California eyes $100M cyber funding boost for community colleges

Community colleges across California stand to gain an additional $100 million in cybersecurity funding this year, and $25 million in subsequent years, under the state budget proposed by Gov. Gavin Newsom.

The 2022-23 budget, which Newsom unveiled in January, would distribute $75 million to the state’s 115 community colleges to help them pay for risk assessments and compliance reviews, purchase new anti-fraud software and overhaul an online application platform. The budget also proposes $25 million this year and in future years to hire new staff and consultants.

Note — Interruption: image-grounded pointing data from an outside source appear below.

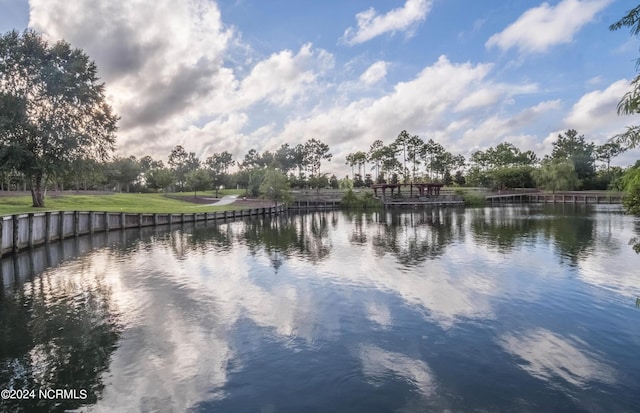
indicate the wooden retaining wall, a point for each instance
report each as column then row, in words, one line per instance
column 22, row 231
column 559, row 198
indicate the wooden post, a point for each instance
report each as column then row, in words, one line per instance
column 15, row 232
column 61, row 218
column 76, row 223
column 30, row 235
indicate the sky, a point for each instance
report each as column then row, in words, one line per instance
column 232, row 75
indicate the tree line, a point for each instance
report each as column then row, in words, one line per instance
column 57, row 131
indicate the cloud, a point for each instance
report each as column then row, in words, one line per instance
column 371, row 24
column 374, row 73
column 597, row 109
column 545, row 26
column 284, row 76
column 160, row 59
column 556, row 359
column 164, row 64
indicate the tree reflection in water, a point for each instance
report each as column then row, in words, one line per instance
column 58, row 332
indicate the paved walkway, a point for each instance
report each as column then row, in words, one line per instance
column 226, row 200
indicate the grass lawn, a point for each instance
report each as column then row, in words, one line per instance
column 210, row 193
column 137, row 203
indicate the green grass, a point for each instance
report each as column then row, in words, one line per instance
column 210, row 193
column 136, row 203
column 472, row 198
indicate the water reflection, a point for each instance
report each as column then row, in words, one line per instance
column 58, row 331
column 403, row 309
column 550, row 357
column 379, row 366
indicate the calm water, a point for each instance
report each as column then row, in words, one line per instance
column 508, row 309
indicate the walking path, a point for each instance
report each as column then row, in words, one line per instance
column 226, row 200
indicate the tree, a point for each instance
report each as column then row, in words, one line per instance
column 160, row 178
column 316, row 152
column 182, row 163
column 375, row 155
column 608, row 151
column 630, row 102
column 285, row 158
column 198, row 180
column 571, row 146
column 123, row 172
column 53, row 109
column 414, row 143
column 275, row 187
column 556, row 175
column 400, row 144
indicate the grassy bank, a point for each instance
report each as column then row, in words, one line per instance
column 136, row 203
column 472, row 198
column 351, row 200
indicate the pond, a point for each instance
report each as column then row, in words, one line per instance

The proposed cyber funding was the subject of a report last week from the California Legislative Analyst’s Office, which advises state lawmakers on budget issues. In the report, the office noted that while the California Community Colleges Chancellor’s Office — the governing body for the state’s two-year schools — is required to satisfy cybersecurity requirements set by the California Department of Technology and the federal government, the 115 schools spread across 73 districts that make up the system are largely left to fend for themselves.

“[The] state does not require community colleges to follow specific standards, and community colleges are not routinely subject to oversight or audits of their cybersecurity programs and processes,” the report reads.

Under Newsom’s proposal, the $75 million in one-time cyber funding would be split between $40 million for vulnerability assessments and new software and hardware purchases, $29 million for anti-fraud software and $6 million to upgrade CCCApply, the system’s online application platform. The money for the cybersecurity assessments and IT upgrades would be distributed based on each school’s size, while the money for the application platform would go to the chancellor’s office.

The LAO report states that the CCCApply platform has seen a surge in fraudulent applications since the start of the pandemic, as malicious actors attempted to claim the “significant amount of federal relief funds for student emergency financial aid.”

Meanwhile, community colleges nationwide remain a frequent target of other cybercrimes, especially ransomware. California’s schools haven’t been spared: In February, the Ohlone Community College District, which serves 15,000 students southeast of San Francisco, was knocked offline for more than a week by a form of extortion malware.

Still, while broadly supportive of Newsom’s proposal, the Legislative Analyst’s Office offered some quibbles. In particular, it recommended that IT upgrade funds be allocated based on colleges’ cyber capabilities, not just their enrollments, “with less prepared colleges receiving somewhat more funding than more prepared colleges of the same size.” The office also found that some of the proposals Newsom’s budget listed as “one-time” costs will actually be recurring over time, as equipment will need replacing and networks will need fresh assessments.

“Typically, a college would be expected to undergo independent security assessments every few years, pay for network security and anti‑fraud software licenses annually, and make network upgrades periodically,” the report reads. “As a result of these factors, the proposed level of ongoing funding for college cybersecurity and anti‑fraud detection likely is underestimated.”